Montreal

Want to know how crowded your Montreal-area bus is before getting on? There's an app for that

People who use public transit to get around the Montreal region will soon be able to find out how crowded buses and metro wagons are before they get onboard.

App lets people know if physical distancing will be possible on the next bus, train or Metro

A crowded bus isn't fun during the best of times, but it's certainly not a great idea during a pandemic.
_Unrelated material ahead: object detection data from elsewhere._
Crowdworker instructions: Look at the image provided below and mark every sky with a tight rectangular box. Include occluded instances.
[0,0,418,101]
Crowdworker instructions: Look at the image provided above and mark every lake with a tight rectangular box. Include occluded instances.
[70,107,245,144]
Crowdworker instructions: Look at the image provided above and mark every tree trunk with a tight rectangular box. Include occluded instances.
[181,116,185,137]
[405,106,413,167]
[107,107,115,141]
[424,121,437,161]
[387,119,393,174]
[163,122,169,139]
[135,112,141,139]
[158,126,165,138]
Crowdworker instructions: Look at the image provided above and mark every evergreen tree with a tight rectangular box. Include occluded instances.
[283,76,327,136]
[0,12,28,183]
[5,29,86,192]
Chrono is designed to help, the ARTM says. (Graham Hughes/The Canadian Press)

People who use public transit to get around the Montreal region will soon be able to find out how crowded buses and metro wagons are — before they get onboard.
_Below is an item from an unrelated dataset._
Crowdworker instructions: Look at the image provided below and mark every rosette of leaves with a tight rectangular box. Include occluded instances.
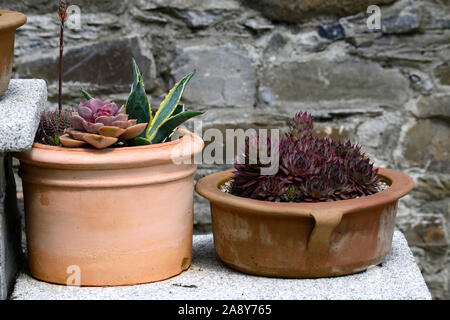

The region's transit authority — the Autorité régionale de transport métropolitain (ARTM) — is launching a new feature for its Chrono app.

The app uses real-time and historical data to estimate the number of passengers riding the route, letting riders know if the bus is packed to the gills.

Estimates are provided using the passenger-counting technology that is already in place. 

Historical data is used to estimate the crowding of buses and metros to come later in the day so people can plan their trip according to how busy the transit service usually is at any given time.

The level of crowding is shown on a colour-coded scale to tell riders if there are plenty of seats or if it's standing-room only.

This is particularly handy in the context of a pandemic when people should avoid getting too close to one another, explained ARTM spokesperson Simon Charbonneau.

"If people are kind of worried and want to have an idea of what they are getting into when looking to plan a trip, well, it's pretty easy to do," he said.

"You can actually, from your home without going to the stop, look at what's happening for the next bus or the next couple of buses and plan your trip."

Soon people will be able to know how crowded Metro lines are in Montreal before they board, the ARTM says. (Ivanoh Demers/Radio-Canada)

Expanding Chrono to other modes of transit

For now, the service is only available on STM and Exo buses, but the plan is to soon expand the app's reach to Laval's transit service (STL) in the coming weeks.

Eventually, the entire transit network in the metropolitan region will offer the service.

"We're actually in the test phase for the subway and the trains," Charbonneau said.

The ARTM owns and continues to develop the Chrono app in Montreal, which provides services such as on-the-go ticket purchasing with a mobile device.

It offers cyclists a route-planning service so they can find the fastest way to their destination and suggests alternate routes for drivers who need to detour around construction projects like the light-rail network.

It also points out which nearby BIXI stations have bikes available.

The app has some 45,000 users, Charbonneau said. People can make an account to personalize the app if they want, he said, or they can just use it as is without sharing their personal information.